The IRS announced Friday that it plans to hire 3,700 new revenue agents around the country to focus on large corporations and complex business partnerships. The hiring is made possible by the extra funding provided to the tax agency through the Inflation Reduction Act in 2022. Congress provided $80 billion over 10 years, although Republicans have taken steps to reduce that amount significantly.

"This is another important step for the IRS as we work to transform the agency and make improvements," IRS Commissioner Danny Werfel said. "Our first wave of hiring focused on taxpayer service positions to help improve our phone and in-person assistance. This next wave of hiring will help the IRS add key talent like tax accountants to help reverse a decade-long decline of audits for the wealthy as well as complex partnerships and corporations. These new employees will be focused on higher-income and complex tax areas like partnerships, not average taxpayers making less than $400,000."

Werfel said in August that a wave of hiring at the IRS has pushed the agency’s workforce close to its target of 90,000 full-time equivalent employees.

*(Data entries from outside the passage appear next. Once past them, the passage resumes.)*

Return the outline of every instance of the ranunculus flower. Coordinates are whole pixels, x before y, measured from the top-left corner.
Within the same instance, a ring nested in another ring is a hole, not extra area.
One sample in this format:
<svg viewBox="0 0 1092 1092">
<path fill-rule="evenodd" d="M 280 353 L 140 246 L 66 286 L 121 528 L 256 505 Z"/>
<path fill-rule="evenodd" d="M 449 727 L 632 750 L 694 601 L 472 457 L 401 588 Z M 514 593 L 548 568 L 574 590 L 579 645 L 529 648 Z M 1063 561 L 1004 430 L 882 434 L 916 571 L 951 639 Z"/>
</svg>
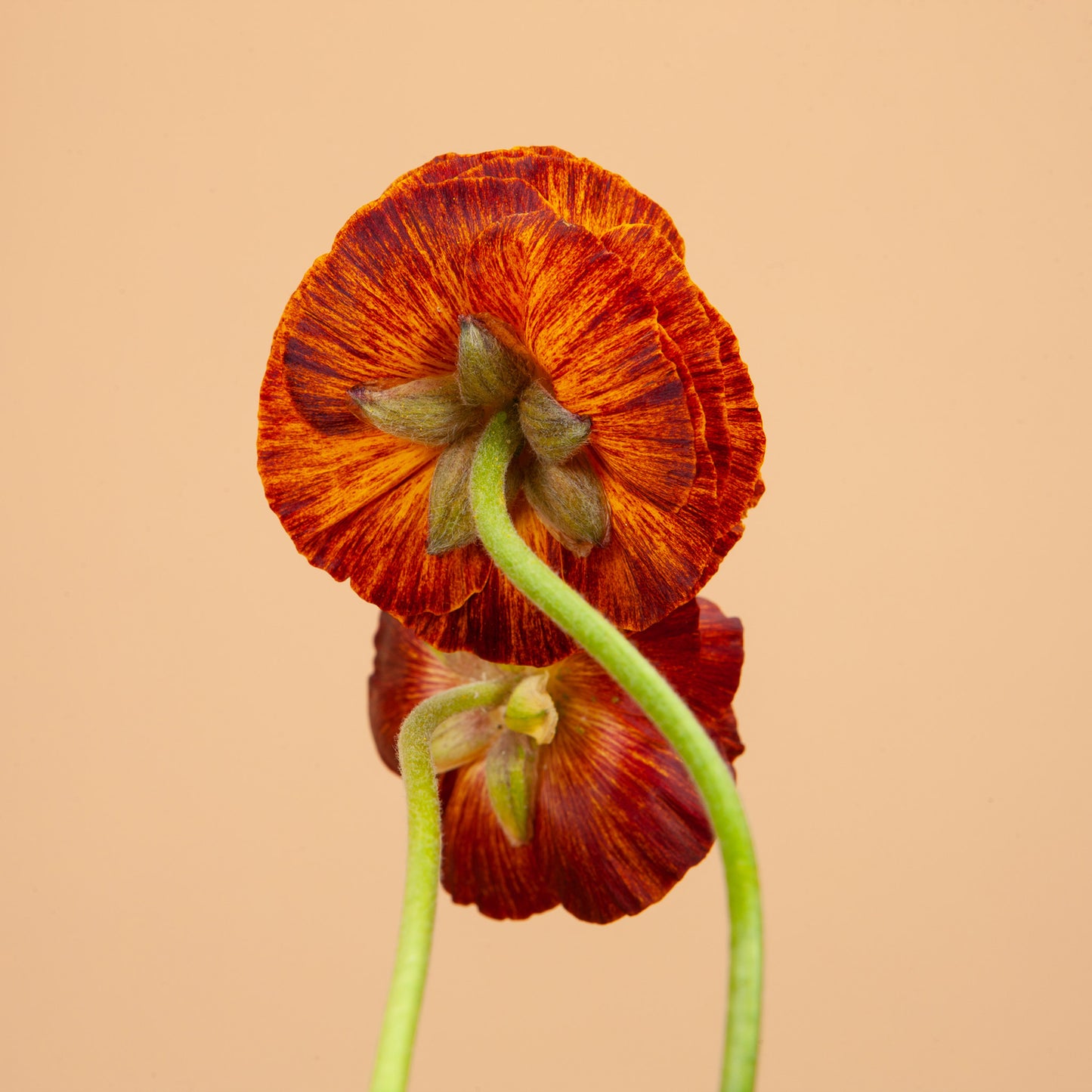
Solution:
<svg viewBox="0 0 1092 1092">
<path fill-rule="evenodd" d="M 466 474 L 502 405 L 523 537 L 615 625 L 693 597 L 761 492 L 727 322 L 668 215 L 558 149 L 444 155 L 345 225 L 288 302 L 261 393 L 266 496 L 312 565 L 437 648 L 573 643 L 474 542 Z"/>
<path fill-rule="evenodd" d="M 725 761 L 743 751 L 732 699 L 743 628 L 705 600 L 632 638 L 705 726 Z M 443 886 L 490 917 L 558 903 L 613 922 L 662 899 L 713 835 L 682 763 L 584 652 L 545 669 L 442 653 L 390 615 L 376 637 L 371 728 L 397 769 L 397 733 L 418 702 L 509 676 L 507 705 L 451 717 L 432 738 L 443 802 Z"/>
</svg>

Inflation Expectations Easing: Survey

Americans expect prices to rise by 3.1% over the next 12 months, according to preliminary survey data released Friday by the University of Michigan. That’s a drop from the 3.5% inflation expectation recorded last month, and the lowest reading on the measure in more than two years. It’s also close to the pre-pandemic inflation expectation range of 2.3% - 3.0%.

On a longer horizon, survey respondents said they expect inflation to be 2.7% over the next five to 10 years, the lowest reading since the end of 2020.

"The drop is likely to encourage policymakers at the Federal Reserve and reinforce expectations that they’ll hold interest rates steady at next week’s meeting," Bloomberg’s Augusta Saraiva said.

Quotes of the Day: The United Auto Workers’ Strike

"I've been in touch with both parties since this began over the last few weeks and over the past decade, auto companies have seen record profits, including the last few years, because of the extraordinary skill and sacrifices of UAW workers. But those record profits have not been shared fairly, in my view, with those workers … No one wants a strike, but I respect workers’ right to use their options under the collective bargaining system … The companies have made some significant offers, but I believe they should go further to ensure record corporate profits mean record contracts for the UAW."

— President Joe Biden, speaking at the White House about the UAW strike that began Friday. Biden said he is sending acting Labor Secretary Julie Chu and White House senior adviser Jean Sperling to Detroit to facilitate an agreement between the auto workers and the major auto manufacturers.

"The auto workers are being sold down the river by their leadership, and their leadership should endorse Trump … The auto workers will not have any jobs … because all of these cars are going to be made in China."

— Former president and current leading Republican presidential candidate Donald Trump, speaking to Kristen Welker of NBC News in an interview airing this Sunday on "Meet the Press."